Tiffany storefront | Source: Shutterstock
PARIS, France — Luxury giant LVMH Moët Hennessy
Louis Vuitton SE has reached a $16.2 billion deal to buy American jeweller Tiffany & Co.
The
two companies announced Monday that they had entered an agreement for
LVMH to acquire Tiffany for $135 a share — a multi-billion dollar bet
that LVMH can restore Tiffany’s faded shine.
In a call Monday,
LVMH Chief Financial Officer Jean-Jacques Guiony described the deal as a
“game-changer” for the conglomerate’s watches & jewellery segment,
batting away concerns over Tiffany’s near-term performance.
“We
strongly believe that LVMH is not only an ideal owner for Tiffany but
also that this iconic brand is a perfect addition to our portfolio and
perfect complement to our existing model,” Guiony said.
The
all-cash acquisition is one of the largest ever for the French
conglomerate known for its hard-charging deal making and surpasses its
$13 billion deal for Christian Dior
in 2017. The announcement ends a month of speculation, after reports
that LVMH had approached the jeweller leaked in October. LVMH initially
offered $14.5 billion for Tiffany, according to Reuters, but the company
said the offer was too low.
That wasn’t the first time LVMH —
Europe’s second-most valuable company, with a market capitalisation
surpassing €200 billion — had set its sights on Tiffany. The
conglomerate reportedly expressed interest in the jeweller prior to its
takeover of
Bulgari in 2011 — LVMH's last major investment in hard luxury.
The
storied American brand has resisted acquisition for years, but as one
of the few independent global jewellery houses remaining in the market,
analysts had long speculated that it would make an attractive, if
expensive, target.
But Tiffany has had a difficult time lately. In
the first half of 2019, worldwide net sales at Tiffany decreased 3
percent to $2.1 billion. The American jeweller is facing weak demand at
home and abroad, and will likely need heavy investment to re-energise
its brand and business.
We are optimistic that we can, with this fabulous brand, increase the revenues further and expand the margins.
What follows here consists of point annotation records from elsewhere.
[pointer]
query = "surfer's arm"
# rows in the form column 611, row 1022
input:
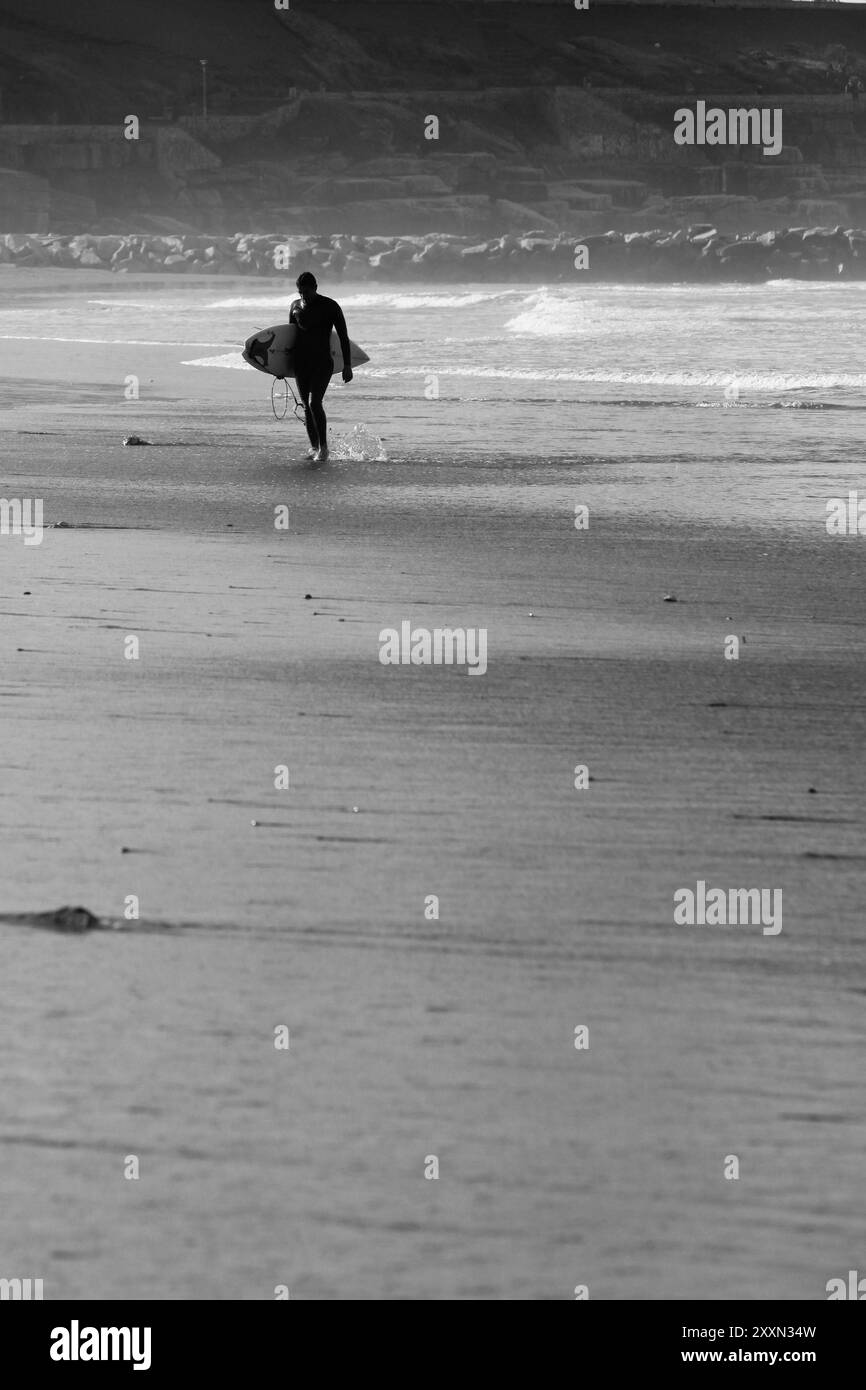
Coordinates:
column 339, row 323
It’s been updating its store experience, and recently hired
former Barneys chief executive Daniella Vitale to reposition its brand identity. While the company continues to grow in China, it has struggled
to win over Millennials and Gen-Z consumers in the West, as young shoppers move away from traditional occasion-based gifting and as self-purchasing gains popularity.
“Within
LVMH, Tiffany will be able to accelerate its ongoing strategy,” Guiony
said. “We are optimistic that we can, with this fabulous brand, increase
the revenues further and expand the margins.”
The
deal will bring LVMH’s substantial financial and market clout to help
support Tiffany’s ongoing transformation efforts. At the same time, it
boosts the French company’s presence in the US market.
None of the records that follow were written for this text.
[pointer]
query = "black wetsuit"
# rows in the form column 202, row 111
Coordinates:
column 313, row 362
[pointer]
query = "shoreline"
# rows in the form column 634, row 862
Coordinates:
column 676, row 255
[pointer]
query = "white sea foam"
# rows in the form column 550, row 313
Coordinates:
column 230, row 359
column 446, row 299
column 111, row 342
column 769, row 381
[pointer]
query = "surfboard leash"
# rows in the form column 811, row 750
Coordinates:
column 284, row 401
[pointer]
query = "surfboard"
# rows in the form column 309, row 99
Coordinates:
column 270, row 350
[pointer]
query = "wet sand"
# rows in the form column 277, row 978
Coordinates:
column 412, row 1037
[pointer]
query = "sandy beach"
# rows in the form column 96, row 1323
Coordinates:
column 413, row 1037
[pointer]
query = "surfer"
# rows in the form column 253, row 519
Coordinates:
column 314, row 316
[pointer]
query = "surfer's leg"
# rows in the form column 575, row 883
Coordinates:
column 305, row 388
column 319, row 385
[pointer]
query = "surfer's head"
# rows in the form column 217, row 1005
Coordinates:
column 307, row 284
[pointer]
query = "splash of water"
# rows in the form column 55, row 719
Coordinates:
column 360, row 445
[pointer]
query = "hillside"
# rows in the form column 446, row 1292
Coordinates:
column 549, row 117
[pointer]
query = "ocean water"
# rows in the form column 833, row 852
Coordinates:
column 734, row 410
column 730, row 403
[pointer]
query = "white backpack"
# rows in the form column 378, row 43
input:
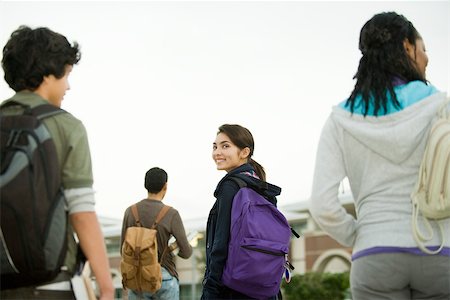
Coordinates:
column 431, row 194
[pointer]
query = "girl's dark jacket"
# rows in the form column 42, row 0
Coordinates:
column 218, row 229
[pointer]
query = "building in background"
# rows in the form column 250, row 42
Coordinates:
column 314, row 251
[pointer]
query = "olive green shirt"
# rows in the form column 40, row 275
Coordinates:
column 71, row 142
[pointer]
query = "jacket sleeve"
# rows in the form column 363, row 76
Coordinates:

Last month, LVMH Chief Executive
Bernard Arnault had a
controversial photo-op with President Donald Trump at the opening of a new Louis Vuitton handbag factory in Texas, doubling down on the country.
The
deal also allows LVMH to gain further ground on Swiss conglomerate
Richemont, which has long dominated hard luxury with its ownership of
Cartier and Van Cleef & Arpels. Jewellery was one of the
best-performing luxury categories in 2018, according to Bain & Co,
which predicts that the global $20 billion market will grow 7 percent
this year.
Acquiring Tiffany gives LVMH a greater degree of
control over its hard luxury supply chain. That’s an increasingly
desirable trait for luxury brands, under pressure to guarantee
provenance and lock in supply in a competitive market. Tiffany employs
more than 5,000 artisans to cut diamonds and craft its jewellery, rather
than buying from middlemen.
Going forward, LVMH is eyeing the
opportunity to expand Tiffany’s market penetration internationally. The
brand only generates 11 percent of its revenue in Europe, for instance.
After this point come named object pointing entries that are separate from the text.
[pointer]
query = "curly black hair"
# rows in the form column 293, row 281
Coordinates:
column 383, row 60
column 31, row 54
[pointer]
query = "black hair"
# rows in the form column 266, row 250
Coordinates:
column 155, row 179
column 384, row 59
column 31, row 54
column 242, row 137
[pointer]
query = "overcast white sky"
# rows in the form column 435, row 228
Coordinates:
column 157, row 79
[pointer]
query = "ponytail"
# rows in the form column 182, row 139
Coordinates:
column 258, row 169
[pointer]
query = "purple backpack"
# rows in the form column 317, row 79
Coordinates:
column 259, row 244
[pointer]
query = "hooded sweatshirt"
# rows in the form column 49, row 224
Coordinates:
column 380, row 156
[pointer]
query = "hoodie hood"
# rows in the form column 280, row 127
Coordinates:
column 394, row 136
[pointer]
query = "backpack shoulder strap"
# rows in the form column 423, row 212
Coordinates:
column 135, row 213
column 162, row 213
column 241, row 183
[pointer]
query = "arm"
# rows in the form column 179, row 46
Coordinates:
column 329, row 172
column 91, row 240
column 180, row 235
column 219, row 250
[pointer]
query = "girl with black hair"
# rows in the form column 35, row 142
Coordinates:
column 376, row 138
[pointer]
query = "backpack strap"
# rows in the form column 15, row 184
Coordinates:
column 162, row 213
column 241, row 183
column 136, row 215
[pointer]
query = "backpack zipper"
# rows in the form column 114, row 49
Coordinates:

Longer term, the deal opens up the prospect of new product categories
for the jeweller. While Guiony said watches wouldn’t be a big focus near
term, it would be “foolish” not to dabble into accessories including
leather goods and scarves, as they successfully did with Bulgari.
“This
is good news, and somewhat expected,” said Bernstein analyst Luca
Solca. The deal is priced slightly above expectations, but “still good
news for both shareholder bases.”
LVMH’s shares were up nearly 2
percent in market closing trading. The deal is expected to close in
mid-2020 subject to approval from Tiffany’s shareholders.
Disclosure: LVMH is part of a group of investors who, together, hold a minority interest in The Business of Fashion. All investors have signed shareholder’s documentation guaranteeing BoF’s complete editorial independence.